What’s Changed in Employee Priorities

Health Takes Centre Stage

The shift is striking. Back in 2022, covering monthly expenses dominated workers’ concerns. Now the top five worries look completely different:

Physical health and fitness sits at number one, followed by workload and work-life balance. Mental and emotional health comes third, then personal fulfilment and purpose, with pace of life and free time rounding out the top five.

This isn’t just about people wanting better gym memberships. It reflects a deeper reckoning about what makes work sustainable. As reported by Workplace Insight, 41% of UK employees say they’ve been directly affected by difficulties accessing healthcare—hardly surprising given the well-documented NHS pressures. The 2025 Keep Britain Working review puts a stark number on it: 800,000 more people have left the workforce due to health issues compared to 2019.

The Pension Knowledge Gap

Inflation may have eased, but financial anxiety hasn’t gone anywhere. Less than half of employees—47%—feel confident they can retire when they want to. Perhaps more worrying is how many people have no clear picture of their financial future.

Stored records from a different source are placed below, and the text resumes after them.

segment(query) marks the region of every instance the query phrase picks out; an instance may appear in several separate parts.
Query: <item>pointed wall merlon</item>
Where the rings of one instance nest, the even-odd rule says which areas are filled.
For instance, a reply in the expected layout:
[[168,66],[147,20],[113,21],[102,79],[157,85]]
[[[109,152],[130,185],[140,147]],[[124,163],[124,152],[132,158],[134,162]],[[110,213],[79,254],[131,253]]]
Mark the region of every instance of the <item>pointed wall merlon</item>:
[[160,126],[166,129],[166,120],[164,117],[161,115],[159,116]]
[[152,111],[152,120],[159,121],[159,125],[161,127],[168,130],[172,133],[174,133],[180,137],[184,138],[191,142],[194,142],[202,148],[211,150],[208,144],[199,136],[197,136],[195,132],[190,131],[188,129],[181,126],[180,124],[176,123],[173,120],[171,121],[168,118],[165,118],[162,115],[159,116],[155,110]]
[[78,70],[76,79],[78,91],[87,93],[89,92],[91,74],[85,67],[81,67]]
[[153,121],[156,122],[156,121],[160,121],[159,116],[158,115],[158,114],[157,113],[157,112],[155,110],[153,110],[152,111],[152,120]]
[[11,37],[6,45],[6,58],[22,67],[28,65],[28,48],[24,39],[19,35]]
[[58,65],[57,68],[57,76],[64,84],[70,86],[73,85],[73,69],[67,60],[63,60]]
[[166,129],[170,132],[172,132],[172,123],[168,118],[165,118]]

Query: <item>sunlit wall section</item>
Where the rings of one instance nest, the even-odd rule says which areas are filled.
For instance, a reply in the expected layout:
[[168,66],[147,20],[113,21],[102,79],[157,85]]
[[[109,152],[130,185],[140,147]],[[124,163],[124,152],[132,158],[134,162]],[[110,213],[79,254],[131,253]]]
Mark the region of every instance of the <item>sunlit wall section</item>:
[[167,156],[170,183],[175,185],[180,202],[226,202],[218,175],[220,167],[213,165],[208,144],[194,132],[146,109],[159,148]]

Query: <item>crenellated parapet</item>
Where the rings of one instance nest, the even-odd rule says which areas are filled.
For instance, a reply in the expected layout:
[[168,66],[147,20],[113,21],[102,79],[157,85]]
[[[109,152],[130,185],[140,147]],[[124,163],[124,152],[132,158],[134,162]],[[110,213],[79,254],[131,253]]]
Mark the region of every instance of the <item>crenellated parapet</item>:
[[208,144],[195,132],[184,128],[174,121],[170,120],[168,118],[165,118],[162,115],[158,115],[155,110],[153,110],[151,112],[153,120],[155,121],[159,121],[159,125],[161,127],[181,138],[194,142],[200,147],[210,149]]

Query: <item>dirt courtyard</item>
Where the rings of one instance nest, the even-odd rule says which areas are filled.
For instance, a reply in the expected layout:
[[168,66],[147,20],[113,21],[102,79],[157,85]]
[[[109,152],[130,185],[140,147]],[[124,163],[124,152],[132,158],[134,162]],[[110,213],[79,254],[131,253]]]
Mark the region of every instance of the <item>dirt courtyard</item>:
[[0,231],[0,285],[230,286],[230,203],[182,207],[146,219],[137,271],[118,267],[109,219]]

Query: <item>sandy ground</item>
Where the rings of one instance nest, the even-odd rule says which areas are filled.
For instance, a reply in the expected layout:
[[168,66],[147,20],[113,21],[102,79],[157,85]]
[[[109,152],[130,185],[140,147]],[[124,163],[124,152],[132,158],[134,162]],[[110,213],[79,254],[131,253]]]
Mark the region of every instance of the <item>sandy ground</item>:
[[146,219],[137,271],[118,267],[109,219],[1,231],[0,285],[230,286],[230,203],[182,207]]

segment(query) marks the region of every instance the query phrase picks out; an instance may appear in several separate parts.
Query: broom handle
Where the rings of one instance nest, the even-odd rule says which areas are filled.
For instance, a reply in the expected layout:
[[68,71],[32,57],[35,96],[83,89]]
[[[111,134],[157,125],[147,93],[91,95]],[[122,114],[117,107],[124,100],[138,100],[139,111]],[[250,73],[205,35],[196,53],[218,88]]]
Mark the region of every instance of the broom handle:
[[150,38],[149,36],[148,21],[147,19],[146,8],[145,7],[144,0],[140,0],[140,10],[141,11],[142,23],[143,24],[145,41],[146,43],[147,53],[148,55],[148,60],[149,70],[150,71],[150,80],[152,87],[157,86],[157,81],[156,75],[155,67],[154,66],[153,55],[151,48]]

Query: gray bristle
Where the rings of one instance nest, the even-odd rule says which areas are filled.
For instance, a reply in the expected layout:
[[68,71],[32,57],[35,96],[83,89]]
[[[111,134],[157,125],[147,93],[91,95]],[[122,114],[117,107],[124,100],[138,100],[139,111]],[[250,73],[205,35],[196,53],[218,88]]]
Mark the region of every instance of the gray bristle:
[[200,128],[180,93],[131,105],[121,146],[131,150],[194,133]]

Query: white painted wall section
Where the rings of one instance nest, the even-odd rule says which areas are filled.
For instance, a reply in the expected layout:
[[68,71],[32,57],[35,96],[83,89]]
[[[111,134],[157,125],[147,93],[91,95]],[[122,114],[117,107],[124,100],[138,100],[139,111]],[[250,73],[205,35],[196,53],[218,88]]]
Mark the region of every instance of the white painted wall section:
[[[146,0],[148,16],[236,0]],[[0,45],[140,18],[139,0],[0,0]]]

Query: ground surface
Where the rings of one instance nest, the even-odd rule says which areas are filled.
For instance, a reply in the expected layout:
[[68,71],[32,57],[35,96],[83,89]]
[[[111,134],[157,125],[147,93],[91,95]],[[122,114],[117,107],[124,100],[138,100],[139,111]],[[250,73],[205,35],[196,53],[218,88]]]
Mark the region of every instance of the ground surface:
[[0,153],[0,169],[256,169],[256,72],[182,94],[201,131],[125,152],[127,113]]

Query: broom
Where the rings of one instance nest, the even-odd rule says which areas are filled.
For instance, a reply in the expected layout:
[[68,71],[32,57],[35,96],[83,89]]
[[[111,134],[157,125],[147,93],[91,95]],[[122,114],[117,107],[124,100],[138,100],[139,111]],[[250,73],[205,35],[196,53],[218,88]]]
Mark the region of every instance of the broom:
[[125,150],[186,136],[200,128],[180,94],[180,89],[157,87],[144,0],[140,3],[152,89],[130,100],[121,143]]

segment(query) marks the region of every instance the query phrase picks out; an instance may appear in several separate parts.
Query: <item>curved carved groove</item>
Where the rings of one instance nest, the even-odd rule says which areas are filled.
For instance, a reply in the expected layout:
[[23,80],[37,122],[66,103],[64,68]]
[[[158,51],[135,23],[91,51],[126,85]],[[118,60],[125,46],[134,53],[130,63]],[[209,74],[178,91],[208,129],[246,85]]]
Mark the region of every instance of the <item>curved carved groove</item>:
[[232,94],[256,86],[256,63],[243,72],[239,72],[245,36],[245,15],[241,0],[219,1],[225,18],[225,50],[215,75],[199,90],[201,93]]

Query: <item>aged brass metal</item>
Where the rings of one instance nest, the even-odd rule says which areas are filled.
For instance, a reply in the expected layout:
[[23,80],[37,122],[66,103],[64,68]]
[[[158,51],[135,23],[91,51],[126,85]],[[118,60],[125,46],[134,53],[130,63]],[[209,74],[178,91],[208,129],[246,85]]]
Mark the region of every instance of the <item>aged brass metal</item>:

Only 35% know where their pension is actually invested. A full 30% admit they have “no idea” whatsoever about their pension investments. For those earning under £25,000, just 38% feel confident about retirement at all.

The confidence gap hits hardest in mid-career. Workers aged 35-54 report the lowest retirement confidence despite being in what should be their peak earning years. There’s also a significant gender divide: only 40% of women feel confident about retirement compared with 55% of men.

Learning for Someone Else’s Benefit

Here’s where things get uncomfortable for employers. Most people—76%—understand what good performance looks like in their role. But only 52% believe their current employer actually values skills or offers incentives to build them. Even more telling: 65% think building new skills improves their earning potential elsewhere rather than where they currently work.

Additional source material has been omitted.